Reyes had a remarkable first half, but missed the All-Star game with a hamstring strain and re-injured it in August. Still he finished with 101 runs scored, 39 steals and a .337 average.
“Certainly every day I hope the shortstop returns because he gives us the best team,” said Collins, who had the 2013 option for his contract exercised Tuesday.
With the stars out, several youngsters proved they could play at the major league level. Justin Turner lost out in the competition for the second base job in spring training but took advantage of his April call-up and batted .354 with runners in scoring position. Ruben Tejada and Lucas Duda also showed they belong. Duda, who hit several long home runs, could be the starting right fielder next year.
“I think there’s a lot of optimism moving forward,” Wright said. “We had some young players come up and make a name for themselves. I think that you like the feeling that is in this clubhouse every day.”
While Mike Pelfrey (7-13, 4.74 ERA) took a huge step backward after being named the Mets’ No. 1 starter with Santana out, Dillon Gee (13-6) became first Mets rookie to win at least 13 games since Dwight Gooden won 17 in 1984.
“I really thought a lot about taking the next step in the offseason and getting even better,” Pelfrey said. “After April ended, I thought it got better. Obviously not where I wanted to be, but it got better. I think it’s going to help me better prepare for next season.”
The 24-year-old Jonathon Niese won a career-high 11 games in his second full season in the rotation, and R.A. Dickey was stellar down the stretch to finish with a 3.28 ERA.

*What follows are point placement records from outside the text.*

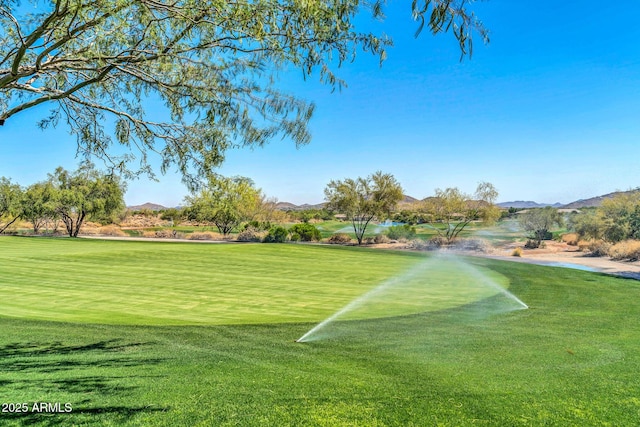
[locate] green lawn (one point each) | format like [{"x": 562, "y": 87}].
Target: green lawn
[{"x": 571, "y": 359}]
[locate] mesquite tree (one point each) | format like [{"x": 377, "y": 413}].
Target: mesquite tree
[
  {"x": 212, "y": 65},
  {"x": 10, "y": 197},
  {"x": 85, "y": 193},
  {"x": 226, "y": 202},
  {"x": 363, "y": 199}
]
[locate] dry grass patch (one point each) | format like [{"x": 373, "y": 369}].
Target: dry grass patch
[
  {"x": 339, "y": 239},
  {"x": 205, "y": 235},
  {"x": 164, "y": 234},
  {"x": 111, "y": 230},
  {"x": 570, "y": 239},
  {"x": 626, "y": 250},
  {"x": 597, "y": 248}
]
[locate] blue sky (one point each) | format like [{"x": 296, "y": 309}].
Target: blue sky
[{"x": 548, "y": 111}]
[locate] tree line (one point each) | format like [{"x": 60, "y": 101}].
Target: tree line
[
  {"x": 229, "y": 202},
  {"x": 65, "y": 197}
]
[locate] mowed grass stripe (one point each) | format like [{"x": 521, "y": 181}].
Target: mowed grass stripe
[{"x": 180, "y": 283}]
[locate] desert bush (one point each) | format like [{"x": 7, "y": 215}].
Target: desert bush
[
  {"x": 599, "y": 248},
  {"x": 276, "y": 235},
  {"x": 381, "y": 238},
  {"x": 432, "y": 244},
  {"x": 111, "y": 230},
  {"x": 532, "y": 244},
  {"x": 438, "y": 241},
  {"x": 404, "y": 231},
  {"x": 625, "y": 250},
  {"x": 478, "y": 245},
  {"x": 306, "y": 232},
  {"x": 204, "y": 235},
  {"x": 257, "y": 226},
  {"x": 250, "y": 234},
  {"x": 583, "y": 245},
  {"x": 339, "y": 239},
  {"x": 570, "y": 239},
  {"x": 164, "y": 234}
]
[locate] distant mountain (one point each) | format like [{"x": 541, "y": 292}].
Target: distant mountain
[
  {"x": 596, "y": 201},
  {"x": 147, "y": 206},
  {"x": 286, "y": 206},
  {"x": 521, "y": 204}
]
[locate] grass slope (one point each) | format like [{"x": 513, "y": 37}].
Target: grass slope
[
  {"x": 179, "y": 283},
  {"x": 571, "y": 359}
]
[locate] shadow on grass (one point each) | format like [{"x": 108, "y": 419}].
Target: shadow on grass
[
  {"x": 58, "y": 348},
  {"x": 86, "y": 376},
  {"x": 83, "y": 416}
]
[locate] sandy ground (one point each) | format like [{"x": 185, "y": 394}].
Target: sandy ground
[{"x": 563, "y": 255}]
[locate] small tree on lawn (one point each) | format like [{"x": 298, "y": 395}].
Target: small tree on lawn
[
  {"x": 38, "y": 205},
  {"x": 363, "y": 199},
  {"x": 86, "y": 193},
  {"x": 10, "y": 196},
  {"x": 538, "y": 222},
  {"x": 226, "y": 202},
  {"x": 453, "y": 210}
]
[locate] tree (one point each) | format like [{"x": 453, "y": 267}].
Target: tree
[
  {"x": 226, "y": 202},
  {"x": 38, "y": 205},
  {"x": 213, "y": 64},
  {"x": 616, "y": 219},
  {"x": 86, "y": 193},
  {"x": 452, "y": 210},
  {"x": 363, "y": 199},
  {"x": 539, "y": 223},
  {"x": 588, "y": 224},
  {"x": 10, "y": 196}
]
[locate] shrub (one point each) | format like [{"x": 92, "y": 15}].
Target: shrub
[
  {"x": 532, "y": 244},
  {"x": 381, "y": 238},
  {"x": 432, "y": 244},
  {"x": 250, "y": 234},
  {"x": 438, "y": 242},
  {"x": 478, "y": 245},
  {"x": 599, "y": 248},
  {"x": 276, "y": 235},
  {"x": 164, "y": 234},
  {"x": 339, "y": 239},
  {"x": 204, "y": 235},
  {"x": 111, "y": 230},
  {"x": 404, "y": 231},
  {"x": 257, "y": 225},
  {"x": 625, "y": 250},
  {"x": 306, "y": 232},
  {"x": 570, "y": 239}
]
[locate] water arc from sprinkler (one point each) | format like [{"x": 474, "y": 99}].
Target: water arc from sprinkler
[{"x": 472, "y": 272}]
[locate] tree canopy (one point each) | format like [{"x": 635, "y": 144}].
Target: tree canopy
[
  {"x": 226, "y": 202},
  {"x": 10, "y": 197},
  {"x": 452, "y": 210},
  {"x": 85, "y": 193},
  {"x": 363, "y": 199},
  {"x": 213, "y": 65}
]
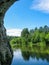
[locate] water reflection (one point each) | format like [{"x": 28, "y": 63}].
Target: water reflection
[{"x": 29, "y": 58}]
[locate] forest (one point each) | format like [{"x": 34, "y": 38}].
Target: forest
[{"x": 30, "y": 38}]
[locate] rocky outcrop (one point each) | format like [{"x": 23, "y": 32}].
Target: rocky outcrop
[{"x": 5, "y": 49}]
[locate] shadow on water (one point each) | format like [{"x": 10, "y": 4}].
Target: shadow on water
[{"x": 28, "y": 56}]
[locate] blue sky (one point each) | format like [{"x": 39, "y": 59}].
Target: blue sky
[{"x": 27, "y": 14}]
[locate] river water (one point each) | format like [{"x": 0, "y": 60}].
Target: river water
[{"x": 26, "y": 58}]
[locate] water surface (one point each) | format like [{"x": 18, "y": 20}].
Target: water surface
[{"x": 29, "y": 58}]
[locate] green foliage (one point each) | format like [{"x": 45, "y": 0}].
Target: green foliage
[{"x": 28, "y": 38}]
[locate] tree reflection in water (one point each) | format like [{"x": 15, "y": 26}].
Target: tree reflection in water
[{"x": 36, "y": 52}]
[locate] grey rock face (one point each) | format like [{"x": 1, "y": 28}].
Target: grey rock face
[{"x": 5, "y": 48}]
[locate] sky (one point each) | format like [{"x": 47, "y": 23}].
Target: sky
[{"x": 26, "y": 14}]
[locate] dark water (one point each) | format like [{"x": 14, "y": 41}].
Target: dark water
[{"x": 29, "y": 58}]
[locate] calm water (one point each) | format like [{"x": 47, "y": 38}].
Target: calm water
[{"x": 26, "y": 58}]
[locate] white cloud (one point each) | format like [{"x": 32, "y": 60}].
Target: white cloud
[
  {"x": 14, "y": 32},
  {"x": 42, "y": 5}
]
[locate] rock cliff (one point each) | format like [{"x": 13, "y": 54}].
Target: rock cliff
[{"x": 5, "y": 49}]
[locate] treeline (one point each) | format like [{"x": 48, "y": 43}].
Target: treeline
[{"x": 37, "y": 36}]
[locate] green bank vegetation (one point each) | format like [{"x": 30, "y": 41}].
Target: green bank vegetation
[{"x": 30, "y": 38}]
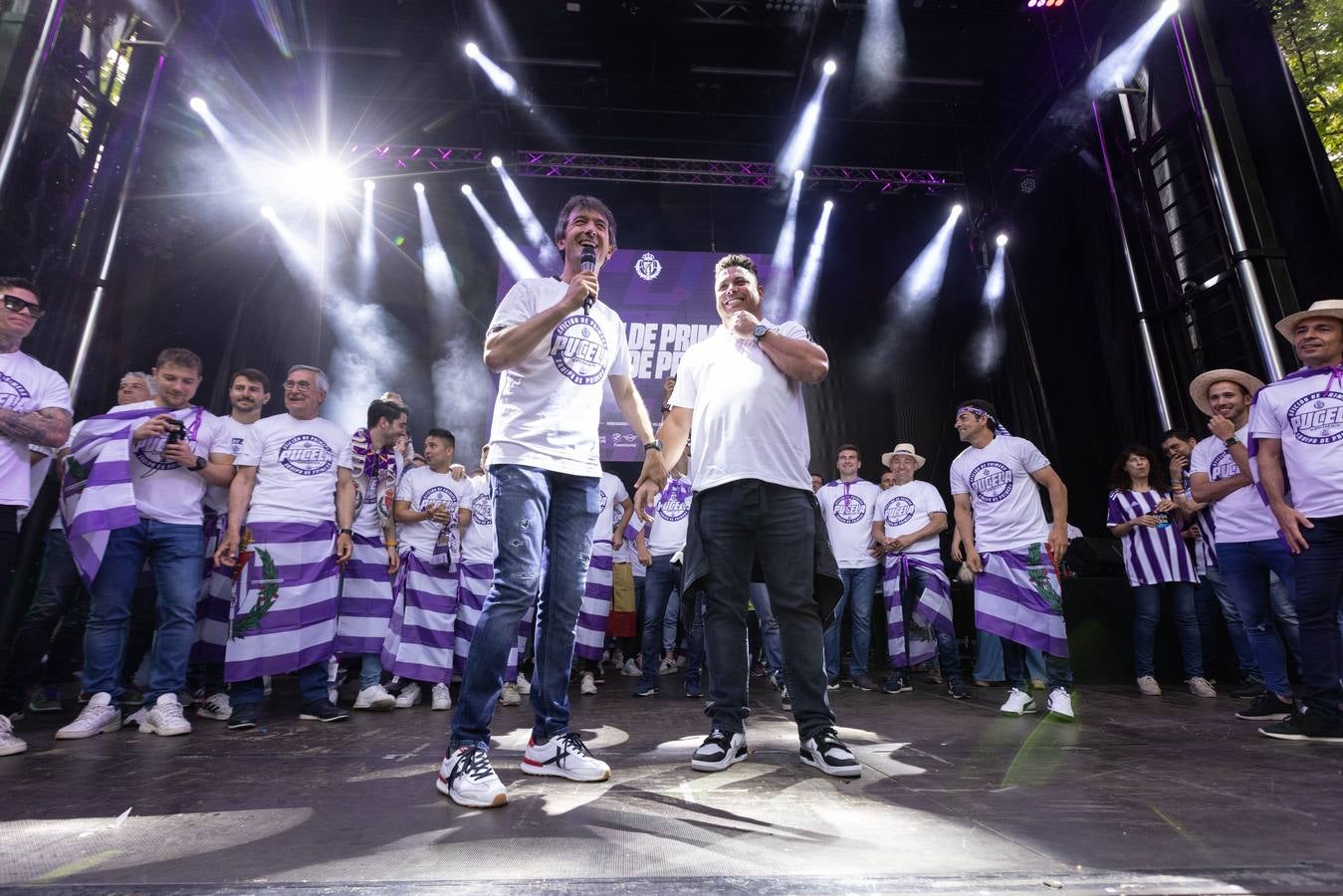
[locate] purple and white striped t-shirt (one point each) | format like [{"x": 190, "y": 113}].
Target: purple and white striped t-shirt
[{"x": 1153, "y": 555}]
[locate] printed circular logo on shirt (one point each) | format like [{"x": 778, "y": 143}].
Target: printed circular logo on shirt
[
  {"x": 307, "y": 456},
  {"x": 900, "y": 510},
  {"x": 849, "y": 508},
  {"x": 1318, "y": 418},
  {"x": 579, "y": 349},
  {"x": 992, "y": 481}
]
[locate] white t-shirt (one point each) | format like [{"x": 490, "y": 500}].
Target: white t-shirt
[
  {"x": 847, "y": 508},
  {"x": 670, "y": 518},
  {"x": 550, "y": 403},
  {"x": 1007, "y": 501},
  {"x": 750, "y": 422},
  {"x": 422, "y": 487},
  {"x": 1239, "y": 516},
  {"x": 1305, "y": 412},
  {"x": 164, "y": 489},
  {"x": 907, "y": 508},
  {"x": 478, "y": 542},
  {"x": 296, "y": 468},
  {"x": 26, "y": 385},
  {"x": 216, "y": 496}
]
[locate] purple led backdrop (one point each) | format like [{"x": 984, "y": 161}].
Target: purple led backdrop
[{"x": 666, "y": 303}]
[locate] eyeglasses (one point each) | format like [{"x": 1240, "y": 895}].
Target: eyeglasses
[{"x": 15, "y": 304}]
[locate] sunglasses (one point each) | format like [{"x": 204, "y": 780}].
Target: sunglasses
[{"x": 15, "y": 304}]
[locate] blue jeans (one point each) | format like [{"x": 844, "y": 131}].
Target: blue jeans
[
  {"x": 535, "y": 512},
  {"x": 173, "y": 554},
  {"x": 858, "y": 587},
  {"x": 1245, "y": 568},
  {"x": 1319, "y": 585},
  {"x": 1147, "y": 612}
]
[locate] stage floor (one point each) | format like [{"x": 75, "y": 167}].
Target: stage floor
[{"x": 1139, "y": 795}]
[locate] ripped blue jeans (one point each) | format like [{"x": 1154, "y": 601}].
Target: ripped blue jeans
[{"x": 538, "y": 514}]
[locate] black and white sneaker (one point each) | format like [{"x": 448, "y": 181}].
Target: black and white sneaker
[
  {"x": 830, "y": 755},
  {"x": 719, "y": 751}
]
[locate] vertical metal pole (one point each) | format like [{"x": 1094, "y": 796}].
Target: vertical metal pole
[
  {"x": 29, "y": 92},
  {"x": 112, "y": 233},
  {"x": 1145, "y": 332},
  {"x": 1245, "y": 272}
]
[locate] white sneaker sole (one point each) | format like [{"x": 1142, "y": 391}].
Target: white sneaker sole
[{"x": 470, "y": 802}]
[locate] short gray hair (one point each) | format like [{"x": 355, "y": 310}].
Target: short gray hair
[{"x": 323, "y": 383}]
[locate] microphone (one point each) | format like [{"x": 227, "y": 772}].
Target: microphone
[{"x": 587, "y": 264}]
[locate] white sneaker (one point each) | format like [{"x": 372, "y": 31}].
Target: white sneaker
[
  {"x": 10, "y": 743},
  {"x": 215, "y": 707},
  {"x": 375, "y": 697},
  {"x": 1061, "y": 704},
  {"x": 466, "y": 777},
  {"x": 165, "y": 718},
  {"x": 564, "y": 757},
  {"x": 1201, "y": 688},
  {"x": 1018, "y": 704},
  {"x": 410, "y": 696},
  {"x": 96, "y": 718}
]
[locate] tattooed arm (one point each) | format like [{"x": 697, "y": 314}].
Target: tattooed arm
[{"x": 47, "y": 426}]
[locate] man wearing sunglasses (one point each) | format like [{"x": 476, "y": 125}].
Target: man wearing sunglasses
[{"x": 34, "y": 410}]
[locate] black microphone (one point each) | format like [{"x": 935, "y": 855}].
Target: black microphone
[{"x": 587, "y": 264}]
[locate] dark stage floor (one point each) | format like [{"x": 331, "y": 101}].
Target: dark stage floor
[{"x": 1140, "y": 795}]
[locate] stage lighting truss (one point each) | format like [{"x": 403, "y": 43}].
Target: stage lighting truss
[{"x": 708, "y": 172}]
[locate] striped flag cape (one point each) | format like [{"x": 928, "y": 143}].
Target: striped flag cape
[
  {"x": 96, "y": 493},
  {"x": 931, "y": 608}
]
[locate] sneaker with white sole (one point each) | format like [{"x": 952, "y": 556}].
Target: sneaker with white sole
[
  {"x": 1201, "y": 687},
  {"x": 10, "y": 742},
  {"x": 830, "y": 755},
  {"x": 564, "y": 757},
  {"x": 410, "y": 696},
  {"x": 468, "y": 777},
  {"x": 1061, "y": 704},
  {"x": 719, "y": 751},
  {"x": 1147, "y": 687},
  {"x": 96, "y": 718},
  {"x": 215, "y": 707},
  {"x": 1018, "y": 703},
  {"x": 375, "y": 699}
]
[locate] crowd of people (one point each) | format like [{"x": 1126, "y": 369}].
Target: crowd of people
[{"x": 193, "y": 557}]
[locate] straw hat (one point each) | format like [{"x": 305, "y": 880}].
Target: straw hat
[
  {"x": 904, "y": 449},
  {"x": 1323, "y": 308},
  {"x": 1198, "y": 388}
]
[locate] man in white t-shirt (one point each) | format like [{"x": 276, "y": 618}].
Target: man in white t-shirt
[
  {"x": 1221, "y": 474},
  {"x": 176, "y": 452},
  {"x": 1012, "y": 551},
  {"x": 740, "y": 394},
  {"x": 291, "y": 515},
  {"x": 249, "y": 391},
  {"x": 1297, "y": 426},
  {"x": 554, "y": 344},
  {"x": 847, "y": 506}
]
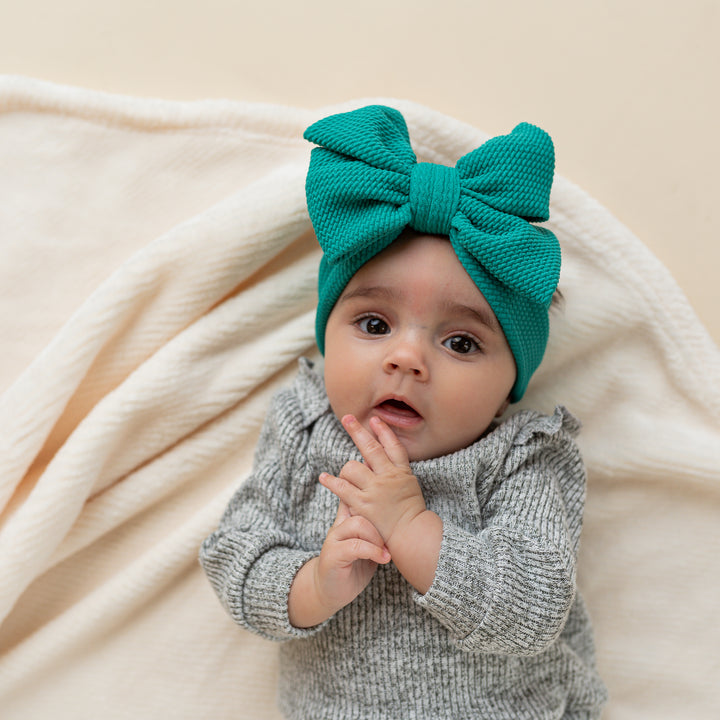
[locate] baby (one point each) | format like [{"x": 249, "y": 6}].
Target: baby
[{"x": 416, "y": 555}]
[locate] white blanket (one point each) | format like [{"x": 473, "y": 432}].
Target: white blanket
[{"x": 157, "y": 284}]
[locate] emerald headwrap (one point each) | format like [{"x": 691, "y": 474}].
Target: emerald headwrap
[{"x": 364, "y": 187}]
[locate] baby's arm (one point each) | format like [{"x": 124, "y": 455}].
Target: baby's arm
[
  {"x": 350, "y": 554},
  {"x": 385, "y": 491}
]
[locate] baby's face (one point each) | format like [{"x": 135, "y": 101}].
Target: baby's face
[{"x": 413, "y": 341}]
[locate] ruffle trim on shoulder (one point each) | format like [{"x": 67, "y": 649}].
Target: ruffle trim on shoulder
[
  {"x": 562, "y": 420},
  {"x": 309, "y": 388}
]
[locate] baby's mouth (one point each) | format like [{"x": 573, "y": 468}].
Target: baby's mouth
[{"x": 397, "y": 412}]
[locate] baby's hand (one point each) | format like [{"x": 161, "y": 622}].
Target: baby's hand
[
  {"x": 383, "y": 489},
  {"x": 352, "y": 550}
]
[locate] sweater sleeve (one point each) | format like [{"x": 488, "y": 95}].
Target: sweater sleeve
[
  {"x": 253, "y": 556},
  {"x": 508, "y": 588}
]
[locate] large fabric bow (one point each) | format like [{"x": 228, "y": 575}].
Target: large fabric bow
[{"x": 365, "y": 186}]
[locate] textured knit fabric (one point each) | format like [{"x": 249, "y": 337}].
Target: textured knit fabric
[
  {"x": 364, "y": 187},
  {"x": 502, "y": 632}
]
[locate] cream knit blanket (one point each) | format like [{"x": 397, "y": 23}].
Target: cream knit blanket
[{"x": 157, "y": 273}]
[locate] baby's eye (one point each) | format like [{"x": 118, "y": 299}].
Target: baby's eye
[
  {"x": 461, "y": 344},
  {"x": 373, "y": 326}
]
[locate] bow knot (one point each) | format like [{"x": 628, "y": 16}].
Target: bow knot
[{"x": 434, "y": 197}]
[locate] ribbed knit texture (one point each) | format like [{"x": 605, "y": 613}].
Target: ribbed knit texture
[
  {"x": 365, "y": 186},
  {"x": 501, "y": 633}
]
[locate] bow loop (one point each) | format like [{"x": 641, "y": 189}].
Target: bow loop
[
  {"x": 512, "y": 173},
  {"x": 376, "y": 135}
]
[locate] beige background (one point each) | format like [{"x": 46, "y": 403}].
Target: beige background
[{"x": 627, "y": 88}]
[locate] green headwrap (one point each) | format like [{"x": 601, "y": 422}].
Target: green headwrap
[{"x": 365, "y": 186}]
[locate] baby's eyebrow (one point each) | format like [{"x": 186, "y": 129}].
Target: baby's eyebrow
[
  {"x": 380, "y": 292},
  {"x": 480, "y": 313}
]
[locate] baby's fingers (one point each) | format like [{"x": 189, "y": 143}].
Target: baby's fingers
[{"x": 357, "y": 539}]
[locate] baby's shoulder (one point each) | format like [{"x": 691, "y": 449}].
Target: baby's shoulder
[
  {"x": 527, "y": 426},
  {"x": 296, "y": 407}
]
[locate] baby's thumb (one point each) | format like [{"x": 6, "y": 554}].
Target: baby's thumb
[{"x": 343, "y": 513}]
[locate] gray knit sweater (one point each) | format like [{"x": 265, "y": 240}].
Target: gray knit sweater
[{"x": 502, "y": 632}]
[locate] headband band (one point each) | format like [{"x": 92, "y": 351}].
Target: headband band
[{"x": 364, "y": 187}]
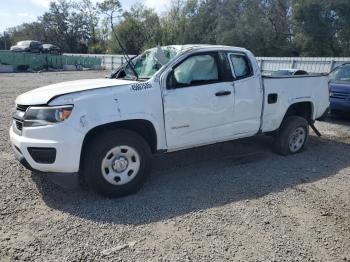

One area of concern is the closer role. Collins wanted 27-year-old Bobby Parnell with his 100 mph fastball to seize the spot but he was only 6 of 12 in save opportunities down the stretch.
With the hefty contracts of Beltran and Rodriguez off the books for 2012, along with those of Luis Castillo and Oliver Perez – both cut during spring training – the Mets should have some flexibility.
One area the Mets might spend on is making Citi Field friendlier for their struggling power hitters.
Alderson has indicated that the team is looking into lowering the 16-foot left-field wall and bringing in the fences at the spacious ballpark, where New York hit just 50 homers this year and 162 in the three seasons since it opened.
Wright has hit only 22 homers at Citi. In 2008, the Mets’ last season at Shea Stadium, he hit 21 homers at home.
Jason Bay, who has struggled mightily in his two seasons in New York, hit just six of his 12 homers at home and had a .374 slugging percentage overall this season, the lowest of his career.
All told, the Mets got off to a 5-13 start, then went 12-16 in September. In between, not so bad.
“I would have hoped that we could have done better, not only in the overall season but even finishing up,” Alderson said.
“One of the disappointments for me was that we started poorly and ended poorly. First impressions are important and last impressions are important. We did a lot of good things between those two bookends but I think the poor start and difficult finish may obscure some of that,” he said.